Dans une tribune publiée ce jour, Najat Vallaud-Belkacem et Arianna Poletti, respectivement ancienne ministre et chercheuse, mettent en lumière un aspect souvent négligé des migrations contemporaines : leur lien profond avec le changement climatique. Selon elles, derrière ce que l'on qualifie de migrations économiques se dissimule fréquemment une dimension climatique, qui pousse les populations à quitter leur terre natale.
Un phénomène sous-estimé
Les autrices soulignent que les déplacements de population liés aux dérèglements climatiques sont bien plus importants que ce que les statistiques officielles laissent paraître. Les sécheresses, les inondations, la montée des eaux ou encore la dégradation des sols contraignent des millions de personnes à migrer, souvent à l'intérieur de leur propre pays ou vers des régions voisines.
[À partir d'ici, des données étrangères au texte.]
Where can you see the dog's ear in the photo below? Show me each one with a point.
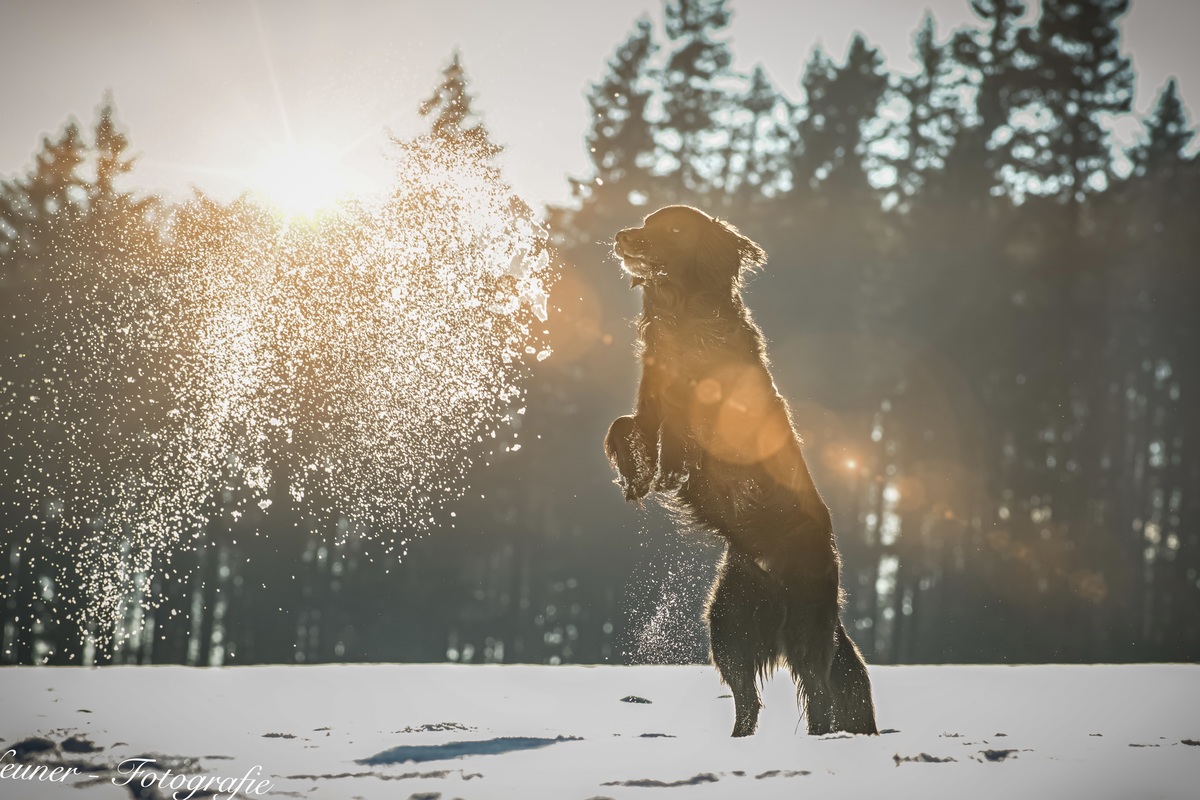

Pourtant, ces mouvements sont rarement reconnus comme climatiques, car les migrants sont officiellement classés comme économiques.
Une confusion préjudiciable
Cette confusion a des conséquences politiques majeures, expliquent Vallaud-Belkacem et Poletti. En ne reconnaissant pas la cause climatique, les États peuvent éluder leurs responsabilités en matière d'accueil et de protection. Les autrices appellent donc à une prise de conscience urgente : il est nécessaire d'intégrer la dimension environnementale dans les politiques migratoires, tant au niveau national qu'international.
Des pistes d'action concrètes
Pour répondre à ce défi, les autrices proposent plusieurs pistes :
- Reconnaître officiellement le statut de réfugié climatique dans les cadres juridiques internationaux, afin de garantir une protection spécifique à ces populations.
- Investir dans l'adaptation locale pour réduire la pression migratoire, notamment dans les régions les plus vulnérables.
- Mettre en place des mécanismes de solidarité entre pays riches et pays pauvres, ces derniers étant souvent les plus touchés par les effets du changement climatique.
Un appel à la responsabilité
En conclusion, Najat Vallaud-Belkacem et Arianna Poletti insistent sur l'urgence d'agir. Le changement climatique n'est pas une fatalité, mais une réalité qui exige des réponses politiques à la hauteur des enjeux. Les migrations climatiques ne doivent plus être niées ou réduites à une simple question économique. Il en va de la justice sociale et de la survie de millions de personnes.